On June 27, 1844, Joseph and Hyrum Smith were murdered in Carthage Jail...
They had been asked to appear at a court hearing in Carthage, Illinois, to address the issue of the Nauvoo Expositor. En route to Carthage, Joseph said,
"I am going like a lamb to the slaughter, but I am calm as a summer's morning. I have a conscience void of offense toward God and toward all men....
I shall die an innocent man....and it shall be said of me 'He was murdered in cold blood.'"
"I, at length, came to the determination to 'ask of God'...
I retired to the woods to make the attempt. It was on the morning of a beautiful clear day, early in the spring of eighteen hundred and twenty...
I kneeled down and began to offer up the desires of my heart to God...
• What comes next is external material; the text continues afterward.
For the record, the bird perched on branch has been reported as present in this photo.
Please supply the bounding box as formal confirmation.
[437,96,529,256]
I saw a pillar of light exactly over my head. Above the brightness of the sun, which descended gradually until it fell upon me."
Joseph Smith Jr. (1839)
At the time of the Martyrdom, George Stigall (the jailor) and his wife and seven children lived in the jail. They were responsible for housing and feeding prisoners in the jail. Meals were prepared by the jailor's wife, but the prisoners were expected to pay for their own meals.
Joseph and Emma Smith, as well as Hyrum Smith are memorialized in this beautiful monument next to the original homestead and Red Brick Store.
This was Phoebe Woodruff's kitchen. Phoebe was born in 1807 in Maine. She records in her journal,
"In the year 1834 I embraced the Gospel, as revealed through the prophet Joseph Smith. About a year after, I left my parents and kindred and journeyed to Kirkland, Ohio, a distance of one thousand miles, a lone maid, sustained only by my faith and trust in Israel's God. My friends marveled at my courses, as did I, but something within impelled me on.
"My mother's grief at my leaving home was almost more than I could bear; and had it not been for the spirit within, I should have faltered at the last. My mother told me she would rather see me buried than going thus alone into the heartless world, and especially was she concerned about my leaving home to cast my lot among the Mormons...
"When the time came for my departure I dared not trust myself to say farewell, so I wrote my goodbye to each, and leaving them on my table, ran down stairs and jumped into the carriage. Thus I left my beloved home of childhood to link my life with the Saints of God.
In 1846 Wilford sold his fine brick home for $675 and joined the exodus west.
Each day that we, as missionaries, greet guests in these beautiful homes, we testify of our love for the Savior, Jesus Christ. We ask guests to remember the sacrifices that were willingly made by those pioneers on our behalf, like Wilford Woodruff.
There's nothing like having good friends and family from home come to visit. In July we were truly blessed to have Caroline Walters (Portland) visit, together with special friends, Debbie and Brian Kuehne (Boise). Just about the time we were thinking we couldn't make it through the summer, they came to our rescue.
The very same week that Caroline and Debbie were here, I met some DeGraffenried cousins from Utah. An unplanned meeting in the temple was truly a tender mercy. What an incredibly beautiful family.
The family of Charles DeGraffenried came to visit Nauvoo. We were blessed to spend about 30 minutes together in the Riser Boot shop. Oh, how I love my family, my cousins, and especially the DeGraffenried cousins. Thanks to Heavenly Father for this sweet family and how they touched my life.
We leave you with this thought:
Hard is not bad
Hard is just HARD.
Elder Gross and I have worked extremely hard in Nauvoo. We have stretched ourselves to do things we've never done before. We have sometimes struggled to do the things asked of us. However, we have grown because of the challenges. We have been promised that what ever we lacked would be made up, so that we could be successful in our tasks.
Be obedient to the commandments and you will be blessed beyond your abilities.